I remind him of the days when yachts just tied up and didn’t need cranes to get in and out of the water – he says these aren’t boats these are big expensive kites! And when you see them flying over the San Francisco Bay you can see what he means. Huge adaptability in skills being shown by our yachtsman and great courage also.  I walk on to the local breakfast cafe used by my SF daughter for many years, and being close to the yacht base it has plenty of  team members there, Oracle included. But when they talk to each other, it is kiwi accents that you hear. A global career in action – and the locals are really behind us.

At the cafe I join the many others working on their laptops- my work is finishing the new Career Management Guide focussed on employability and self management skills. Self -Management – the transition to higher study or the transition to the workplace, begins with ways to self manage study and monitor progress. Project Manage Your Study introduces the workplace concept and skills of  Project Management as a means of encouraging organisation of study in a new and relevant framework, with the motivating factor of learning a future skill.

The Understand Employability section encourages the self-assessment of baseline workplace starter skills as well as more intermediate skills for tertiary students. Knowledge of the Professional YOU is required across all age groups as employers make it clear what they want is for young people to know what this means in the workplace. Two remarks that I heard recently highlight this:

-A conversation with an employer: ‘I employed my brother, but he turned up as my brother not as a new worker.  I didn’t want my brother here, I wanted a professional graphic designer. ‘

-Another conversation with a 23 year old unemployed graduate who said, “My personality is a bit much for most employers.”

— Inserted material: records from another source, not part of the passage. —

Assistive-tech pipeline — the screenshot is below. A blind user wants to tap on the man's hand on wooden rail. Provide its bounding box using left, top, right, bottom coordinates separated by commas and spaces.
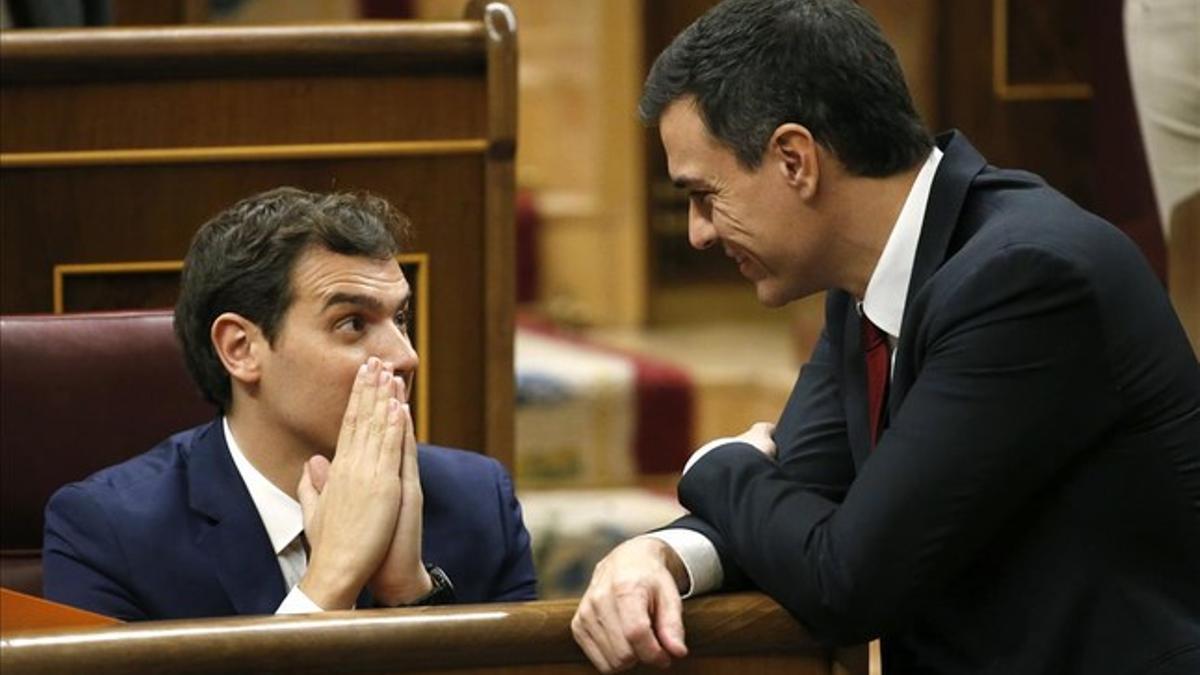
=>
571, 537, 688, 673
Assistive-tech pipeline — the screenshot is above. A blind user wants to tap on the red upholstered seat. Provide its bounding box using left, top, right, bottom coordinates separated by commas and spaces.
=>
0, 310, 216, 595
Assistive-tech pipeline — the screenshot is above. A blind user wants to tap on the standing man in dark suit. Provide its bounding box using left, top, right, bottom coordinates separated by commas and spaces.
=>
572, 0, 1200, 674
43, 187, 535, 620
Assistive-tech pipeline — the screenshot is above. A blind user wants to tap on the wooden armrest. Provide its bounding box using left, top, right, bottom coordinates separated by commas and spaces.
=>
0, 593, 866, 675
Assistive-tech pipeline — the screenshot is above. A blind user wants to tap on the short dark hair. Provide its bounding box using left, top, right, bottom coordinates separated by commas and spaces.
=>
638, 0, 932, 177
175, 187, 409, 411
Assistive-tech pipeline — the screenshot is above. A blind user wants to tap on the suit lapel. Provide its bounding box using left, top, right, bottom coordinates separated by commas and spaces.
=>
892, 131, 988, 419
841, 299, 871, 466
187, 419, 286, 614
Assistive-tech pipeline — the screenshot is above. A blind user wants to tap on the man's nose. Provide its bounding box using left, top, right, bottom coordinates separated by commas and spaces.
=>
379, 327, 421, 378
688, 204, 716, 250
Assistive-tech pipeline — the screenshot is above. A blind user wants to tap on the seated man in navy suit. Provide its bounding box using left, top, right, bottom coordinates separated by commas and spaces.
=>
44, 187, 535, 620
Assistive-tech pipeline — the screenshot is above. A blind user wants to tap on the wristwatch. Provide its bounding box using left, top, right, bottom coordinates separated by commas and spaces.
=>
413, 562, 455, 607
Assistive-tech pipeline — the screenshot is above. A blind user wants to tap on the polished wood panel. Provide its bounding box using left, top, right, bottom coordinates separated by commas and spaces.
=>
937, 0, 1094, 208
0, 593, 865, 674
0, 20, 487, 84
0, 78, 486, 154
0, 589, 120, 634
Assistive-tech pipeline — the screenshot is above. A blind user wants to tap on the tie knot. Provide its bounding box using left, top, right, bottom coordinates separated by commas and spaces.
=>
863, 313, 888, 352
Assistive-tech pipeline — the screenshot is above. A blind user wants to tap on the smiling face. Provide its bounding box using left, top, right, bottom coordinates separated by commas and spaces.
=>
256, 246, 418, 456
659, 97, 828, 306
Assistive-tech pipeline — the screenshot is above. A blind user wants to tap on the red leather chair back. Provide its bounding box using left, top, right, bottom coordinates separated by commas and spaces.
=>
0, 310, 216, 595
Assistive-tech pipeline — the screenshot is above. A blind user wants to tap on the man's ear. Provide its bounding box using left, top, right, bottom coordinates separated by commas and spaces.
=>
767, 123, 821, 199
210, 312, 266, 384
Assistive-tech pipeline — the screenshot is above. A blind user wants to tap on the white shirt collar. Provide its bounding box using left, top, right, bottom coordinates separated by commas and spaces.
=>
860, 145, 942, 339
221, 418, 304, 555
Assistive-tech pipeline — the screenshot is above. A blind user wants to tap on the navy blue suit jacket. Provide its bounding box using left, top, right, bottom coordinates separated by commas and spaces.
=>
677, 135, 1200, 674
43, 419, 536, 620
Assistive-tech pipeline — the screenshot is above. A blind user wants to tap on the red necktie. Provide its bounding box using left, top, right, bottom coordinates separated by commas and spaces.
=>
863, 315, 892, 448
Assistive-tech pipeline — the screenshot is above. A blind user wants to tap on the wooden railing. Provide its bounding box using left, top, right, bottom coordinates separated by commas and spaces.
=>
0, 593, 866, 675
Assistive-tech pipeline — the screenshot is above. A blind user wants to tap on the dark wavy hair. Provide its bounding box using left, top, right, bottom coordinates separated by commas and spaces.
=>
175, 187, 409, 411
638, 0, 932, 177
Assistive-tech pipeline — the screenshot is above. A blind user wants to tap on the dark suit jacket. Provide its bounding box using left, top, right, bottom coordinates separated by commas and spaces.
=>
678, 133, 1200, 674
43, 420, 535, 620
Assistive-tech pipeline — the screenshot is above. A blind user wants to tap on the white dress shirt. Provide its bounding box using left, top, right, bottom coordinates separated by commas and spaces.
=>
221, 419, 322, 614
643, 147, 942, 598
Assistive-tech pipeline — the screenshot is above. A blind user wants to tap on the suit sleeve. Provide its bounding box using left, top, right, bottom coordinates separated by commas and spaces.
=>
42, 484, 148, 621
488, 461, 538, 602
679, 247, 1115, 643
670, 310, 854, 591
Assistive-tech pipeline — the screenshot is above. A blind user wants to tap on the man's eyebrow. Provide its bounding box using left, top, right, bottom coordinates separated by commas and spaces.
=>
320, 292, 412, 313
671, 174, 709, 190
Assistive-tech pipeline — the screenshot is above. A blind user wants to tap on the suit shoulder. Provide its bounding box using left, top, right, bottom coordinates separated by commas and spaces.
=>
47, 425, 208, 512
419, 444, 508, 483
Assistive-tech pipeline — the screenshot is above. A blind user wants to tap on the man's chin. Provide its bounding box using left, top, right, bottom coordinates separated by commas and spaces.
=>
754, 279, 812, 310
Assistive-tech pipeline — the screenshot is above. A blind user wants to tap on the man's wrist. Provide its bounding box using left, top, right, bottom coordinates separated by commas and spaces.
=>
371, 565, 433, 607
296, 568, 358, 611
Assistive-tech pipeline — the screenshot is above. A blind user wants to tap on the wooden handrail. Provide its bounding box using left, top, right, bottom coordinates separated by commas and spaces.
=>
0, 20, 486, 83
0, 593, 865, 675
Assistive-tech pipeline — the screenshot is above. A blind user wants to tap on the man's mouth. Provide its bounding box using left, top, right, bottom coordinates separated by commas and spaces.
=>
725, 246, 751, 277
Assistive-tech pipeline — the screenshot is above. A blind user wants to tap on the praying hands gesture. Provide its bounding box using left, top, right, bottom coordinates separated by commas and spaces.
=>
292, 357, 433, 609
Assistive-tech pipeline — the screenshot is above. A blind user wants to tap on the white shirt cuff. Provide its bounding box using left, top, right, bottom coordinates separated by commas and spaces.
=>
683, 436, 745, 473
275, 584, 325, 614
642, 528, 725, 599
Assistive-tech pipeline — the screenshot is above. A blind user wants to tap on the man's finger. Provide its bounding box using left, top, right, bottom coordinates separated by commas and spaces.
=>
364, 363, 394, 454
305, 455, 330, 487
348, 357, 379, 454
654, 575, 688, 658
400, 404, 421, 485
379, 398, 406, 476
571, 613, 616, 673
592, 583, 648, 668
617, 586, 671, 668
296, 462, 319, 539
337, 363, 370, 449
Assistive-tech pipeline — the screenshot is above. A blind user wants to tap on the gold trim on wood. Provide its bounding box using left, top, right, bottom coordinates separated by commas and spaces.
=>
991, 0, 1092, 101
54, 253, 431, 443
0, 138, 488, 169
54, 261, 184, 313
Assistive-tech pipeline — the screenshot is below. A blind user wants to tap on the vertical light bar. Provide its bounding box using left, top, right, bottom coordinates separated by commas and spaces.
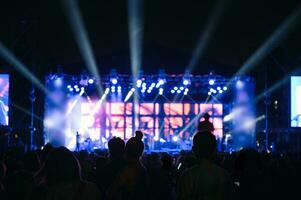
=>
63, 0, 103, 96
128, 0, 143, 129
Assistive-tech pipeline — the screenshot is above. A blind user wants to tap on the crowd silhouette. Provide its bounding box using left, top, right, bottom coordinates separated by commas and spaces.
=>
0, 131, 301, 200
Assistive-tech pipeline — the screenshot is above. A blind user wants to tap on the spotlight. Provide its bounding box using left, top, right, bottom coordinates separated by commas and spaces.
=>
158, 79, 164, 85
172, 136, 179, 142
183, 79, 189, 85
88, 78, 94, 84
159, 88, 164, 95
136, 79, 142, 88
117, 86, 121, 93
209, 79, 215, 85
54, 78, 63, 87
105, 88, 110, 94
111, 78, 118, 85
235, 80, 244, 89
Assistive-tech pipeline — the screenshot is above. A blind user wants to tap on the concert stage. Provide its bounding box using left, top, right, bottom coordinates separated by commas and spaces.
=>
44, 71, 256, 150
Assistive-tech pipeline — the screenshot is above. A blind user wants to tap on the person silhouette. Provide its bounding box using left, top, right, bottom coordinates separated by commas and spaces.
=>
135, 130, 143, 141
177, 131, 233, 200
198, 113, 214, 133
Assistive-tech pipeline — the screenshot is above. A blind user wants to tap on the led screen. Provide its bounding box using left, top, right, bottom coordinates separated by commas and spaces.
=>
291, 76, 301, 127
0, 74, 9, 125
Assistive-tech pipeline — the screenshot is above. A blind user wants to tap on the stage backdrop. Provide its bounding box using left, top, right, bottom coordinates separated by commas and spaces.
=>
45, 97, 223, 149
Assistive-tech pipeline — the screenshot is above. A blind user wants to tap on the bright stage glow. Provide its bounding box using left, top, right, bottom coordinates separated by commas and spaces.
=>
88, 78, 94, 84
136, 79, 142, 88
291, 76, 301, 127
0, 74, 9, 126
124, 88, 135, 102
230, 6, 301, 77
183, 79, 189, 85
0, 42, 48, 95
235, 80, 245, 90
54, 78, 63, 87
209, 79, 215, 85
172, 136, 179, 142
111, 78, 118, 85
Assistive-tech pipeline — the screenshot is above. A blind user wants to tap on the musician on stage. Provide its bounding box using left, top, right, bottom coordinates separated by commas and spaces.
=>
198, 113, 214, 133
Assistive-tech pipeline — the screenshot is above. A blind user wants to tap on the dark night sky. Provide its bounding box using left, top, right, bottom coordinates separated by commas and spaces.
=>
0, 0, 301, 76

“Why don’t you leave a bit of your personality at home?’ I asked.  “Employers are not paying you for your personality. Give them the worker you, the one  that did so well at her studies.”

” I hadn’t thought of that,’ she said. This was a bright young woman who hadn’t picked up  that work required a contract for behaviour as well as performance, and she is not the first young person to fail to understand this. We think they know this….but many don’t. Help them realise there is a Professional YOU and a Casual You, a productive you and a social you. They don’t all come to work at the same time!